On ne se contentait malheureusement pas de faire des procès comme celui des assassins de Cavendish et de Burke. C’est la tentation de tous les gouvernemens de poursuivre non pas seulement les crimes et les délits véritables, mais ce qu’on appelle les crimes et les délits d’opinion. Il est bien rare que les poursuites de ce genre réussissent. Même quand elles sont suivies de condamnations, elles font plus de mal que de bien. Le gouvernement aurait dû le savoir. Il n’avait qu’à se souvenir des poursuites infructueuses intentées tant de fois contre O’Connell, et plus récemment contre Parnell. Il espéra être plus heureux contre M. Gray, membre du parlement et propriétaire du Freeman’s Journal ; contre Michel Davitt ; contre MM. Healy et Biggar, membres du parlement ; contre M. Quinn, secrétaire de la ligue agraire ; contre M. O’Brien, directeur du journal l’Irlande unie. Les uns furent poursuivis pour des articles de journaux, les autres pour des discours plus ou moins violens. Tous ces procès échouèrent misérablement.

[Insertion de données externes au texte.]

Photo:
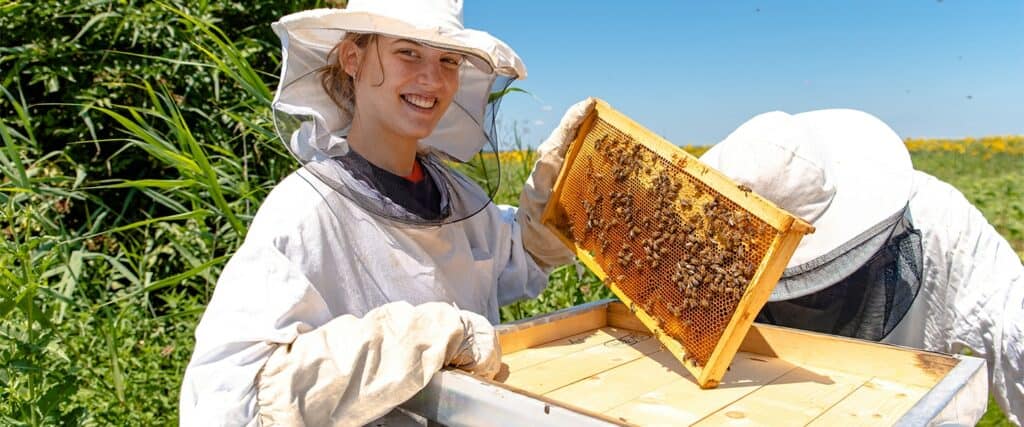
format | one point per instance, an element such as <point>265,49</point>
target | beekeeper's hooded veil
<point>897,255</point>
<point>313,128</point>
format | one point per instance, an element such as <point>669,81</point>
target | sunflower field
<point>135,146</point>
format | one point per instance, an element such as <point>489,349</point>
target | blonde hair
<point>338,84</point>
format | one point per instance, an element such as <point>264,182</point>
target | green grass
<point>104,274</point>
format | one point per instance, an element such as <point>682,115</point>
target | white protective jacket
<point>972,292</point>
<point>313,258</point>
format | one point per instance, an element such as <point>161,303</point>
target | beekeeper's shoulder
<point>298,199</point>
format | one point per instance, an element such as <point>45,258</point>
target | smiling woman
<point>375,264</point>
<point>401,96</point>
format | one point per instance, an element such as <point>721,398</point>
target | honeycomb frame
<point>693,254</point>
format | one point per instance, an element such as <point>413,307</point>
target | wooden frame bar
<point>592,366</point>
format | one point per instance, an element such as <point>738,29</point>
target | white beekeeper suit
<point>898,256</point>
<point>331,313</point>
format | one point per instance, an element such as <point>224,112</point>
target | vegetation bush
<point>135,146</point>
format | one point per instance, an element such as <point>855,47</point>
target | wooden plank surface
<point>876,402</point>
<point>683,401</point>
<point>558,348</point>
<point>795,398</point>
<point>605,390</point>
<point>516,340</point>
<point>891,363</point>
<point>557,373</point>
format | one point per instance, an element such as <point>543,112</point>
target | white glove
<point>546,249</point>
<point>352,371</point>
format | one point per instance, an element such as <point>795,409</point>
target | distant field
<point>989,172</point>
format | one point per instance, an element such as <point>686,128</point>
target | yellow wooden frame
<point>788,230</point>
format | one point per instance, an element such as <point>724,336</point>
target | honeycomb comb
<point>693,254</point>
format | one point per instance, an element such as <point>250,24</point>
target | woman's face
<point>402,88</point>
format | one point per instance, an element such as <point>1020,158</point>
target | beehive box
<point>598,365</point>
<point>694,254</point>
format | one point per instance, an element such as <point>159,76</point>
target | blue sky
<point>693,71</point>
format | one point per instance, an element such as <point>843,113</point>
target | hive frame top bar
<point>457,398</point>
<point>659,158</point>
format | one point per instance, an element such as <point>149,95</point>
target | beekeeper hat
<point>844,171</point>
<point>309,123</point>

La poursuite contre O’Brien n’eut qu’un résultat : elle fit entrer d’emblée ce jeune journaliste dans le parlement. Il y avait, dans le sud de l’Irlande, un petit bourg appelé Malow, qui avait été représenté autrefois par un home ruler irlandais très modéré, mais qui, à la dernière élection générale, avait passé décidément du côté des gladstoniens. Le député de Malow était un M. Johnson, légiste distingué. Il fut nommé avocat général d’Irlande et se trouva par conséquent soumis à la réélection. Il fut renommé avec bien plus de voix que la première fois. Quelque temps après, il quittait la vie parlementaire. Le siège de Malow était considéré comme si complètement acquis au parti gouvernemental qu’on n’hésita pas à présenter à la place de M. Johnson son successeur, le nouvel avocat général d’Irlande, M. Naish. Les parnellistes présentaient O’Brien, mais sans espoir de succès. Comment croire qu’un parnelliste réussirait là où un home ruler avait échoué ? Le procès arriva fort à propos pour le jeune candidat. La veille, il était battu d’avance ; le lendemain, il était élu triomphalement.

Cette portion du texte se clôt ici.